Republican justices look ready to use their new majority on the North Carolina’s state Supreme Court to tear up the state’s current congressional maps, and the new ones would likely favor the GOP up and down the ballot.
The Tar Heel state’s highest court heard arguments Tuesday about a case surrounding the power to set the state’s internal political boundaries. A previous iteration of the state Supreme Court ruled that the congressional lines drawn by GOP lawmakers were an illegal partisan gerrymander, and during the 2022 midterms a court-ordered congressional map that resulted in an even split in the state’s congressional delegation ended up being used.
The state is closely divided. President Joe Biden lost to former President Donald Trump by less than a point-and-a-half in the state in 2020.
Republicans in the state, if the case breaks their way, could put a new map in place that would have 11 Republican-leaning districts and three Democratic-leaning ones — a significant boost for Republicans’ hopes of keeping the U.S. House.
Three key North Carolina justices signaled a degree of hostility to the arguments brought by attorneys representing the groups that defended the current congressional maps in the state.
The court is taking up the question of fairness of the state’s maps after the makeup of the court changed last November — now-Justices Richard Dietz and Trey Allen won a pair of state Supreme Court seats that flipped the balance of the court from a 4-3 liberal one to a 5-2 conservative one.
Dietz, Allen and Chief Justice Paul Newby — who was in the minority in last year’s 4-3 ruling — were the only three conservative justices to speak during Tuesday’s hour-long arguments in Raleigh.
Newby suggested in his questioning that there was no way for the courts to properly adjudicate what actually would constitute a “fair” map in the state — and suggested the question might be better left to lawmakers. He pressed Lali Madduri, an attorney who argued on behalf of the plaintiffs, on how lawmakers and judges should interpret metrics used to measure partisan fairness, and if advisers to the court who either make those measurements or draw the lines should be subject to an ethics code.
“How does the General Assembly determine that ‘all voters have equal voting power?’” he asked, implying it wasn’t feasible.
Allen, at one point, seemed to say arguments against gerrymandering could spin out of control. He picked up on a line of questioning from Newby, wondering if the court should apply those principles of fair elections to county and municipal elections — or even school boards or other local offices.
The two Democratic judges left on the North Carolina high bench sought to defend their past majority opinion. Justice Anita Earls pushed Phillip Strach, who represented Republican lawmakers, on his arguments that the court did not have jurisdiction to determine the fairness of the maps and that it was a political question left to lawmakers.
“How can it be left up to the people?” Earls asked. “If the maps don’t fairly reflect the voting strength of the people of the state, aren’t you essentially seeking to prevent voters from exercising control over their own government?”

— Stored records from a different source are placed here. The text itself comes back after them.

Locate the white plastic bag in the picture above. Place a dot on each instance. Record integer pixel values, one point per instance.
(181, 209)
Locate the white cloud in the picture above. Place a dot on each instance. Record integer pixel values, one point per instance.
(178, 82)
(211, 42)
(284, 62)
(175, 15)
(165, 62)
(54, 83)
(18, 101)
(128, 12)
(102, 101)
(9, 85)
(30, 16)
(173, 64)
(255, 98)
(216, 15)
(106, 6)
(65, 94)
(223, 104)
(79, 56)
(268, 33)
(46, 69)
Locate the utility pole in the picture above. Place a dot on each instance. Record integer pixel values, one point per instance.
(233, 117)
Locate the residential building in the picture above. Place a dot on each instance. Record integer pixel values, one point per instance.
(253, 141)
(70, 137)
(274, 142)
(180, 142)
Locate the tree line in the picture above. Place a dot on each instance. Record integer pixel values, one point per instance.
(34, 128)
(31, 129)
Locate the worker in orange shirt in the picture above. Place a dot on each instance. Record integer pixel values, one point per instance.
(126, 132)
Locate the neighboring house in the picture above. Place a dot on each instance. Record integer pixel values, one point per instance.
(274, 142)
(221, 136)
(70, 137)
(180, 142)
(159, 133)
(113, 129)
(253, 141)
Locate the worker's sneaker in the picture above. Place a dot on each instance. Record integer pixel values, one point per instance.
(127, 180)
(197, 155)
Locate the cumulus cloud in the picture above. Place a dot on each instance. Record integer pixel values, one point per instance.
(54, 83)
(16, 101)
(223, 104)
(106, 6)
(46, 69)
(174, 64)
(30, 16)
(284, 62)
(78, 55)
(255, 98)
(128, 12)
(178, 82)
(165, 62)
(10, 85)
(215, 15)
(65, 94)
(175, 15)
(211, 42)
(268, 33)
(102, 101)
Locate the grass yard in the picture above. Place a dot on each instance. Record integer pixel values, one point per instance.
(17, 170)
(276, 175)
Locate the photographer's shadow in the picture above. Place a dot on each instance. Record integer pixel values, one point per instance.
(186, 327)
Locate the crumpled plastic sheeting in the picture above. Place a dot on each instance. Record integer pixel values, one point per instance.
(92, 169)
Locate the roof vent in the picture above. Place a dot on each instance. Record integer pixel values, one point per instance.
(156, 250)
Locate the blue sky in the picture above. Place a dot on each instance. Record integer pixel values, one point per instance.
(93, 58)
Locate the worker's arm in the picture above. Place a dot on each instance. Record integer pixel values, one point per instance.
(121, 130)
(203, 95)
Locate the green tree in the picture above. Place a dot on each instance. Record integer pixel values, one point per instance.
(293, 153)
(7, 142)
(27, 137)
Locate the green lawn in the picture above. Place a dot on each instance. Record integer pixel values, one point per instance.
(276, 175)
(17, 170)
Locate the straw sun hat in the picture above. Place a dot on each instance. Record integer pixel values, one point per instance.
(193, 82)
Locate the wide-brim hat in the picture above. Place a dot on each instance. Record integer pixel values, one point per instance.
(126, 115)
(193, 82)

The newly-conservative majority’s decision to grant a rehearing of the case is something that rarely happens in the state. It will also rehear arguments for a voter ID case on Wednesday.

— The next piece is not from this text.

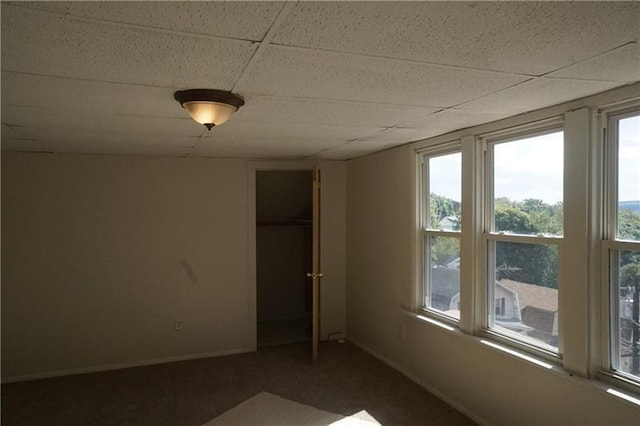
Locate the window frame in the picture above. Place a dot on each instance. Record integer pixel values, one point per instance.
(611, 246)
(424, 232)
(490, 237)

Tuesday’s arguments, and the court’s subsequent decision, could also imperil a pending U.S. Supreme Court case that has been closely watched because of its potential to sharply constrain or eliminate the power of state courts, governors and election officials to issue important decisions about election administration by advancing what’s known as the Independent State Legislature theory.
At arguments in that case in December, a majority of the justices seemed to coalesce around a middle-ground position that would preserve roles for various actors at the state level and not fulfill the worst fears of Democrats by giving state legislatures something approaching free rein over elections, constrained only by federal law and the U.S. Constitution.
No ruling has yet been issued in that case, but earlier this month, the U.S. Supreme Court justices reacted to the North Carolina high court’s rehearing order and instructed the parties to file briefs addressing whether the state court’s move impacted how the federal court should handle the case. Those filings are due in Washington on Monday.
However, on Tuesday in Raleigh, a lawyer for some of the civil rights groups trying to preserve the state Supreme Court’s earlier ruling, Sam Hirsch, tangled with one of that court’s justices, the newly-elected Dietz, for refusing to address his question about whether the state court should stand aside until the U.S. Supreme Court acts.
“Do you have a view on that?” Dietz asked.
“We will be filing in the U.S. Supreme Court on March 20 our views on the relationship between those two cases. I have nothing to add to that,” Hirsch said, before trying to move on to other aspects of his argument.
“Oh … I’m a justice on the Supreme Court of North Carolina,” Dietz said indignantly. “We’re hearing this case. So, I’m asking for your legal view on that for us. We need to assess that. So, I’d ask you what your view is? … Why can’t you answer my question right now?”
Hirsch demurred again, saying the various plaintiffs in the case need to come to agreement on a position and suggesting they haven’t done so yet, but will be sure to share the filings to the U.S. Supreme Court with the North Carolina justices.